Patronin Europas
Es gibt nur wenige Seelen, die in ihrem Innersten von ihrem Innersten aus leben; und noch viel weniger, die dauernd darin und von ihm aus leben. Der Mensch ist dazu berufen, in seinem Innersten zu leben und sich selbst in die Hand zu nehmen.“
Diese Worte stammen von der Ordensfrau Theresia Benedicta vom Kreuz, besser bekannt unter Edith Stein, deren Gedenktag wir am 9.August begehen. Edith Stein, die am 11. Oktober 1998 von Papst Johannes Paul II. heilig gesprochen wurde, ist die erste geborene Jüdin in der Kirchengeschichte, die offiziell heilig gesprochen wurde.
Edith Stein, jüngstes von elf Kindern jüdischer Eltern, wurde am 12. Oktober 1891 als Tochter eines wohlhabenden Holzhändlers geboren. Im Alter von 15 Jahren verabschiedete sie sich von ihrem traditionell-jüdischen Kinderglauben und bezeichnete sich fortan als Atheistin. In den folgenden Jahren studierte sie u.a. Germanistik, Psychologie und Geschichte und promovierte „summa cum laude“ in Philosophie. Als jüdischer Frau verwehrte man ihr allerdings die Habilitation.

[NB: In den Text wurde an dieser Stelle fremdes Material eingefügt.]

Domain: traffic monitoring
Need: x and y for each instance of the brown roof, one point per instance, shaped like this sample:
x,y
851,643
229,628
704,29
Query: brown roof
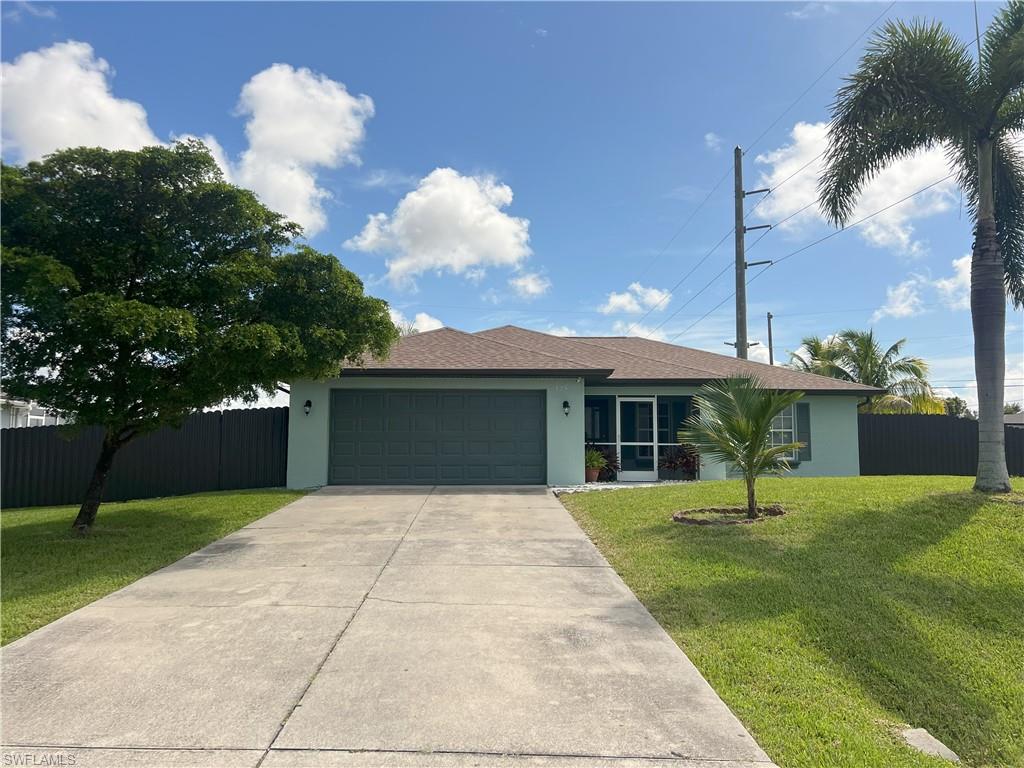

1922 konvertierte sie nach der Lektüre der Biografie der Teresia von Avila zur katholischen Kirche und wollte Nonne werden, ihr geistlicher Führer empfahl ihr, die bereits im 1. Weltkrieg als Freiwillige in einem Lazarett gearbeitet hatte, aber ein weiteres Wirken „in der Welt“. So war sie in den folgenden Jahren als Lehrerin an der Schule der Dominikanerinnen tätig und setzte sich in Reden und Schriften für die Emanzipation der Frauen ein.

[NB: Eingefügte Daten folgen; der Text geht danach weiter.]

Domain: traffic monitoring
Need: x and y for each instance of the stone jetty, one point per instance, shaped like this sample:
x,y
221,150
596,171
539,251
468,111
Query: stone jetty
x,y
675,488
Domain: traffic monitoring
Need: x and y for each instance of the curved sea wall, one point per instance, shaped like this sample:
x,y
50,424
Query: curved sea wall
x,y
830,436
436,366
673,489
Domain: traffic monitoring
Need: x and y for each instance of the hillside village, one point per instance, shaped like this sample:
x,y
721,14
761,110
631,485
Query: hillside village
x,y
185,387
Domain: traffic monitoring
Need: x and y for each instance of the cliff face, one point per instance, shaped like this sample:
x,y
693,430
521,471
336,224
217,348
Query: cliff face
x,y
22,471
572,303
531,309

Nach der Machtübernahme der Nationalsozialisten verließ sie das katholische Institut, um dessen Mitarbeiter nicht in Gefahr zu bringen und konnte im Oktober 1933 in Köln ins Kloster der Karmelitinnen eintreten. Im Nachdenken über die Nachfolge Jesu entwickelte sie ein neues Bewusstsein auch über ihre jüdischen Wurzeln. Im Jahr der großen Judenpogrome 1938 legte sie ihre Gelübde ab. Mehrfach versuchte sie ab 1933 Papst Pius XI. zu einer Stellungnahme gegen Antisemitismus zu bewegen. Es war die Priorin ihres eigenen Klosters, die sie 1938 an die Nazis verriet, und Edith Stein blieb nur die Flucht vor den Nationalsozialisten in ein Kloster in den Niederlanden. Im selben Jahr noch verfasste sie ihr Testament mit der Erklärung ihrer Hingabe an das Kreuz Jesu, das zu tragen sie für „alle, die mir Gott gegeben“, für das jüdische Volk und für Deutschland mit jeglicher Todesart bereit sei.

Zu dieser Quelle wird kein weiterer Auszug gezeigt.